Cutting drywall is a simple operation in most cases. Sometime the cut edges are not clean, having bumps where the material is sticking beyond where your  cut line is.
Db1

In the trade these are known as ‘dogballs’.(no i have no clue either, it just is) It is important to clean them up for a clean tight drywall job. For that you need a Buffer.
Buffer1
This is a Stanley Pocket Plane, aka the mutherf*cker.

(another bit of salty trade terminology whose antecedents goes back to time is money. Drywall hangers for the most part are paid footage, which means that having to stop to buff off dogballs means taking time away from hanging, making the job less profitable, which is why they call this the mutherf*ucker. Professional drywall hanging is much more precise than it seems.)

Having a situation, and a buffer, a few quick strokes, and you are ready to hang your sheet.
Db2 The tighter your joints, the easier to tape, the cleaner and better job you will produce.

You can use the edge of your keyhole saw or the edge of a taping knife to do this, but it is more time consuming, messier and less elegant.

4 comments to The Drywall Buffer and ‘salty’ terminology

  • NOW, you tell me. One day late. ;/

    I used the keyhole saw and a vacuum to clean up an edge before a put a closet jam in. The buffer would have saved me 10 minutes at least.

    I didn’t avoid much mess, either using the saw.

    Thanks,
    M

  • M,
    Sorry ’bout that. This is one of the pieces that I have had in my drafts folder for some time. Rewrite is the killer, trying to make it clear and not forget anything.

    Every type of work and remodeling is no exception, has its own language, and after a while somethings get so ingrained that you forget them, and explaining them seems real simple on this end, cause I can see the steps between A-F, but describing anything without B,C,D, and E doesn’t help.

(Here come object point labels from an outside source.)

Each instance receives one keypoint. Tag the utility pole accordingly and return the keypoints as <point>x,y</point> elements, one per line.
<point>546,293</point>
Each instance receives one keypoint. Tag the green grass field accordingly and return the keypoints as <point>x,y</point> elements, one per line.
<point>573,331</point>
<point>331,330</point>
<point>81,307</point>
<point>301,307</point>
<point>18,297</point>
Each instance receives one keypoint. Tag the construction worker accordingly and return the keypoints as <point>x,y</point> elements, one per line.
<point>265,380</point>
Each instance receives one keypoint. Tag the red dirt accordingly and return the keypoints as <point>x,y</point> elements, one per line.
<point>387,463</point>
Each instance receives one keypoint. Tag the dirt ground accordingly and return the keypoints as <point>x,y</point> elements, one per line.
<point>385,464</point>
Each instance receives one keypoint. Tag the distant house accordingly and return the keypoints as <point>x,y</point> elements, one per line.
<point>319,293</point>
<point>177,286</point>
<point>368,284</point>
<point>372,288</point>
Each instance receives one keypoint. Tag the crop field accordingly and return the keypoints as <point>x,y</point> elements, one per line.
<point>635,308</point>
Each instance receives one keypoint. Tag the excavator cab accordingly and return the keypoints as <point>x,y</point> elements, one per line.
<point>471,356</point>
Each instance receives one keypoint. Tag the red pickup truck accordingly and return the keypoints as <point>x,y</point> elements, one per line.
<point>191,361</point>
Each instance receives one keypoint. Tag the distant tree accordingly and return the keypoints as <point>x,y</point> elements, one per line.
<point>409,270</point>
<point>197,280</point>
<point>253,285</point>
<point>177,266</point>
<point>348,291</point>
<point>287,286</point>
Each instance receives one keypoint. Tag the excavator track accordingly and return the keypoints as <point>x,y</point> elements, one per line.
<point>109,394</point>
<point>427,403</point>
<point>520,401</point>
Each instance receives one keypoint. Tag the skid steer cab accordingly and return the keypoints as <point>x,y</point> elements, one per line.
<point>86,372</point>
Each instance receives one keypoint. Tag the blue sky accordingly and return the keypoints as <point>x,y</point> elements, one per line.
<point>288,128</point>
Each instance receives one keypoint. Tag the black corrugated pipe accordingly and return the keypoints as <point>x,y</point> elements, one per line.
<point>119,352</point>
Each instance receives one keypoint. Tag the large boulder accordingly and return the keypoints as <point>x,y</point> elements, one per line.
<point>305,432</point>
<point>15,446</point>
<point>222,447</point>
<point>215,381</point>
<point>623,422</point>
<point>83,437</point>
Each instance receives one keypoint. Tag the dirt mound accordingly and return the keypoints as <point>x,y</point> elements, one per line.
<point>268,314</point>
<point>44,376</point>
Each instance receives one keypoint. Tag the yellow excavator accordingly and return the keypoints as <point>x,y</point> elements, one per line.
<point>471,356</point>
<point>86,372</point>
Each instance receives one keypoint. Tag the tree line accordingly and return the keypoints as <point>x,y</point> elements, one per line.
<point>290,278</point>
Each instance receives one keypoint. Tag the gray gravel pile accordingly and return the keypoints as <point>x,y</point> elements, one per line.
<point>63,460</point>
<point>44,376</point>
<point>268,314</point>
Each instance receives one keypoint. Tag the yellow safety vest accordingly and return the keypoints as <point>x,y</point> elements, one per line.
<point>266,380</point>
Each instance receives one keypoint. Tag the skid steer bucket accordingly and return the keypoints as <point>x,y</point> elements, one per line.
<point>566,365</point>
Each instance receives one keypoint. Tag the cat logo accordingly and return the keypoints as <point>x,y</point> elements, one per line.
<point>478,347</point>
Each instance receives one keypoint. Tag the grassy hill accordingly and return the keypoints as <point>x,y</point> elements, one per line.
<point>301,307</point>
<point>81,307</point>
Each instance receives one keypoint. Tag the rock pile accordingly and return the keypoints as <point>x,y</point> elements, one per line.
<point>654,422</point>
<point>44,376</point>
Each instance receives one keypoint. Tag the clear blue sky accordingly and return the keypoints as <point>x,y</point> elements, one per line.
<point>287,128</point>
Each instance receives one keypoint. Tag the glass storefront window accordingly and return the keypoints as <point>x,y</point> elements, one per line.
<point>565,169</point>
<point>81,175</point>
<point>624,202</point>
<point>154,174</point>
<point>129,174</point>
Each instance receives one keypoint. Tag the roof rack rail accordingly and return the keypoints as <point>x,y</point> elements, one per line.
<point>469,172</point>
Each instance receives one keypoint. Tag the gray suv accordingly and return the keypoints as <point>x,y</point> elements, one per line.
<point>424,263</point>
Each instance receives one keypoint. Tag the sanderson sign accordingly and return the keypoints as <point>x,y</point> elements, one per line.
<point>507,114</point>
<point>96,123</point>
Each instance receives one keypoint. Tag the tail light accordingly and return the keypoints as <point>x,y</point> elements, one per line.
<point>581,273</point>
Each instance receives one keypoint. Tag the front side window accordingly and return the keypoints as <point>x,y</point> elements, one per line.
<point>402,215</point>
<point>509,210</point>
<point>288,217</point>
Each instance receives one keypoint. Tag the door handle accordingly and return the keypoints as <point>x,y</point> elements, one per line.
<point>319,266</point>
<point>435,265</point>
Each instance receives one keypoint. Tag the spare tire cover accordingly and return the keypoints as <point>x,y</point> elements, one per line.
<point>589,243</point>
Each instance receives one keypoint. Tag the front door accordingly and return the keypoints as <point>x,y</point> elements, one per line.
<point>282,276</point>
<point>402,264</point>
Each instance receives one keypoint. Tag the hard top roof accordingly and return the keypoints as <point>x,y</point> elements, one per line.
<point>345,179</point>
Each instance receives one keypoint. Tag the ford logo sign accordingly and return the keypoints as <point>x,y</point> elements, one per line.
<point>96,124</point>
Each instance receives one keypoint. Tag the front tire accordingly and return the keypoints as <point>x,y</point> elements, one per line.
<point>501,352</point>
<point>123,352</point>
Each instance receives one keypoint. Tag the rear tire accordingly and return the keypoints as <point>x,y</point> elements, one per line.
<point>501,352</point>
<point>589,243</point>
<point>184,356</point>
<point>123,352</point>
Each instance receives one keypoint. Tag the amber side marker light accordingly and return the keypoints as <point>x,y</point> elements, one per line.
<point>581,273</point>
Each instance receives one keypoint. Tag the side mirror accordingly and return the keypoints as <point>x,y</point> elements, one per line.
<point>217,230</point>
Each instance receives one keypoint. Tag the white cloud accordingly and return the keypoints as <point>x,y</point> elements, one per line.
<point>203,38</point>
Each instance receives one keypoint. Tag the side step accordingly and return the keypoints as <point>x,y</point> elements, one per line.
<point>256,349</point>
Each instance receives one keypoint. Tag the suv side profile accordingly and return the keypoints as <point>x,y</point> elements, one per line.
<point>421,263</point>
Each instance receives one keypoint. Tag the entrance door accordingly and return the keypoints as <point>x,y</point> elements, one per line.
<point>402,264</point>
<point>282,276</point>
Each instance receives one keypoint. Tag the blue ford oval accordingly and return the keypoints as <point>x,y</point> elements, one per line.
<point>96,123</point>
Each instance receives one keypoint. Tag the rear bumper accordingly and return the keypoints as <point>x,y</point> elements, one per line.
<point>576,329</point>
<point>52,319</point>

    I will try to stay ahead of your projects :)

  • Good man!

    LOL!

    Check out DW’s tile job and tips. Almost worthy of your blog.

    😉

    Mark

  • I’ve always wondered what that pocket plane tool was used for. I have one in my toolbox. I did a tile job in my bathroom (replacing all the drywall with the concrete stuff). It was very satisfying to get it completed.

    Thanks for your tips! We’re about to start a bathroom remodel in a different house, but having a contractor work on it this time.